From striking portraits of actress Marilyn Monroe and Chet Baker to iconic shots by Irving Penn, Richard Avedon, and Cindy Sherman, or images of the male body by Robert Mapplethorpe, to photojournalists capturing historic stories, this exquisite exhibition will melt your heart and blow your mind. Covering the period from 1950 to the present day, this epic collection that just hit South Kensington includes over three hundred works from 140 of the world’s most renowned photographers such as Diane Arbus, Nan Goldin, Peter Hujar, Eve Arnold, and Robert Frank to Dave Chappelle, Wolfgang Tillmans, Cindy Sherman, and Ai Weiwei.
Given the overwhelmingly huge number of images, curators created eight dynamic sections including fashion, celebrity, reportage, the male body, along with American photography channeling some of the strongest human instincts and emotions.

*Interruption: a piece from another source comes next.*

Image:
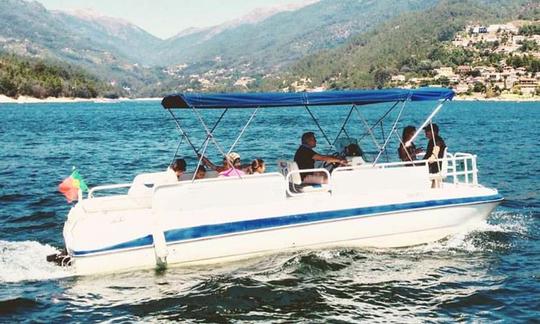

You can feel all of it from the most iconic images such as Richard Avedon’s Beekeeper, Helmut Newton’s Elsa Peretti as Bunny, or Juergen Teller’s Joan Didion. There is the bleeding intimacy of Peter Hujar or Nan Goldin’s reflection of loss and sorrow in the decade of AIDS-related deaths.
Photojournalism and historic moments are significantly important to the two collectors and include images from the Black civil rights movement in the 1960s to the September 11 attacks (for which John and Furnish hold the world’s largest collection). Reminding us that photojournalists make pictures beyond heroic through snaps of some of the most dramatic and horrific events in modern history such as the death of anti-war protester Jeffrey Miller in 1970, and Boris Yaro’s shot of the moment Robert Kennedy was fatally wounded at the Los Angeles Ambassador Hotel in 1968. Richard Drew’s The Falling Man—a shot of someone plummeting from the World Trade Center on 9/11—is also included.
Some of the subjects and photographers were friends of John and David, which makes this collection even more special. Elton himself appears in one of the most gorgeous portraits, taken by his longtime friend David LaChapelle, in a café with eggs on his face.
The emotional depth of Elton John and David Furnish’s photography journey is indisputable. ‘Only collect what you really love,’ a couple’s rule born out of immense passion for art, tells a story about their own journey. From beauty and desire to vulnerability and loss, suffering and strength, it is sprinkled with a little bit of Elton John’s humor.
Go and check it out yourself. On view now at the Victoria and Albert Museum (V&A).